Many industries require liquid storage, which is accomplished through the use of either aboveground or underground storage tanks. Some have underground storage tanks ranging in size from 6,000 to 10,000 gallons. Aboveground storage tanks can be as large as 300 feet in diameter and can hold 500,000 to 12 million gallons.
Industrial tanks are used for liquid storage in a variety of industries, both above and below ground. It is necessary to inspect and clean these tanks on a regular basis to ensure the proper protection against corrosion and other forms of deterioration.
You can improve your facility’s safety standards by keeping tanks clean. These tanks can hold a wide range of chemicals and materials, including acids, petroleum, paint, food, and nearly anything else you can think of. Sludge accumulates in the tank’s bottom over time, and the materials themselves eat away at the tank’s interior. Regular cleaning and inspections allow you to reduce the amount of time and money you’d have to devote to unscheduled maintenance and repairs.
When Should You Clean Your Storage Tank?
- – Internal Inspections – When it’s time for an internal inspection, your tank must be removed from service, cleaned, and ready for an inspector to enter.
- – Changing Products – A full tank cleaning may be required if you intend to store a different product in your tank. When converting from an unrefined to a refined product, such as crude oil to gasoline, all residue and impurities must be removed.
- – Tank Issues – If your tank experiences a mechanical failure, you will most likely be unable to repair it while it is in service. Depending on the issue, you may need to empty your tank, clean it, and make it vapor-free before making the necessary repairs. The ultimate goal of tank cleaning is usually to provide a safe environment for whoever comes after you, whether it’s an inspector or a mechanical repair company.
How Do You Clean a Storage Tank?
- – Electrical lockout/tagout connections on pumps, mixers, and other mechanical equipment.
- – Drain the lines, remove the valves, and install appropriately sized blind flanges on tank nozzles and pipeline flanges to isolate the tank from the system.

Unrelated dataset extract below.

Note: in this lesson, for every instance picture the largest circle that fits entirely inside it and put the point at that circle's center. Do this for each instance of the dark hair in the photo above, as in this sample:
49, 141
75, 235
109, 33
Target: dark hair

- – Using a vacuum truck or other pumping device, remove the remaining product from the tank.
- – Vent the tank mechanically and perform gas freeing to remove dangerous vapors, ideally to a lower explosive limit (LEL) of 10 or less.
- – Enter a confined space (to clean the tank’s interior).
- – Remove final product puddles via vacuum truck by squeegeeing the tank floor.
- – Powerwash the floor, walls, and underneath the side of the floating roof of the tank.